Cass is 8 years postmenopausal. She was on oral estrogen-progestogen therapy to manage hot flashes until last year, when she stopped treatment at the recommendation of her previous healthcare provider. The hot flashes recurred, so about 6 months ago, she started the selective serotonin reuptake inhibitor (SSRI) paroxetine 7.5 mg, which has been helpful. However, she has noticed vaginal dryness that has made penetrative sex play painful. Cass has suffered from severe arthritis in her hips for the past few years, causing certain sex positions to be uncomfortable. In this context, the vaginal dryness and pain with penetration are even more distressing. Cass has had a recent normal Pap test result, and she has had no urinary tract problems. She has never been pregnant or had any pelvic surgery. She denies any current or past history of physical, emotional, or sexual abuse; depression; or substance abuse.

The NP uses the Female Sexual Function Index questionnaire to guide further assessment of six domains of sexual health: desire, arousal, lubrication, orgasm, satisfaction, and pain.15 She confirms that Cass’s main concerns are related to decreased desire and pain with penetrative sex. Cass is able to achieve arousal and orgasm with a vibrator and oral sex, but it takes longer now. Use of an over-the counter (OTC) vaginal lubricant is minimally helpful.

A physical exam reveals bilateral hip range-of-motion limitation consistent with osteoarthritis. The NP conducts a systematic vulvovaginal/pelvic exam to determine the location of Cass’s pain and to evaluate skin/tissue integrity and vaginal/ pelvic floor muscle (PFM) strength. Inspection and palpation of vulvar structures reveal no lesions or tenderness. The vaginal walls are pale and dry with decreased rugae. PFM strength is moderate, and no pelvic organ prolapse is noted. Vaginal pH is >5.0 and a wet prep shows presence of parabasal cells and no lactobacilli.

Other lab tests are performed only when a clinical indication exists and if results will affect treatment decisions. Measurement of various hormone levels may be considered in specific circumstances by clinicians well versed in the use of results to guide therapy.16 The NP determines from Cass’s assessment that no other lab tests are indicated.

What is an appropriate management strategy for Cass?

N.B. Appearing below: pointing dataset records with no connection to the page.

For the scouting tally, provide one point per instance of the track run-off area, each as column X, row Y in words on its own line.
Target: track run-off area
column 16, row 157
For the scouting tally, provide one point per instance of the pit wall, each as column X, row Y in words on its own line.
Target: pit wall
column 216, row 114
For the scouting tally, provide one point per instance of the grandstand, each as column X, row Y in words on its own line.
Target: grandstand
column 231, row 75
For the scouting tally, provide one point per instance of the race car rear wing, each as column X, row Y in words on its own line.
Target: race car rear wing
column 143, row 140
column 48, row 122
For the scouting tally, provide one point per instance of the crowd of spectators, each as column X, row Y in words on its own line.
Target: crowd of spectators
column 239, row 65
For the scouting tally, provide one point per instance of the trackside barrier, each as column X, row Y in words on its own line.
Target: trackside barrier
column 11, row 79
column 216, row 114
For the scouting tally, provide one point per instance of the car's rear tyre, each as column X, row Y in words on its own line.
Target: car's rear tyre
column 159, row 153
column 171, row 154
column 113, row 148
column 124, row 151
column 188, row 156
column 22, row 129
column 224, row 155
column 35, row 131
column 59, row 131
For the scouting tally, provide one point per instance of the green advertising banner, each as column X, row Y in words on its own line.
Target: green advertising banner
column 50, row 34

Cass’s assessment indicates that she has HSDD. Contributing factors to this diagnosis include genitourinary syndrome of menopause (GSM), which can lead to dyspareunia (or pain with any vaginal penetration); the potential dampening effect of an SSRI on sexual desire and arousal; positioning discomfort related to hip arthritis; and a change in work schedules that has decreased time for Cass and her partner to share relaxation and intimacy.

OTC lubricants have been only minimally helpful. Three FDA-approved medications are available to treat GSM-related dyspareunia: local vaginal estrogen, ospemifene, and prasterone.17 Ospemifene, a selective estrogen reuptake modulator, has an estrogen agonist effect on vaginal tissue. However, hot flashes are a common side effect, making it a less than optimal choice for Cass. Prasterone is an intravaginal DHEA converted locally inside vaginal cells into active estrogens and androgens.17

SSRIs are among the most common medications linked to low libido, decreased arousal, and orgasmic dysfunction in women. The specific relationship between SSRI use and sexual dysfunction is not known but appears to be dose dependent.18 Cass is taking the SSRI to help relieve hot flashes, not for depression. She can decrease the SSRI dosage to see if hot flashes are still relieved or consider nonpharmacologic management strategies.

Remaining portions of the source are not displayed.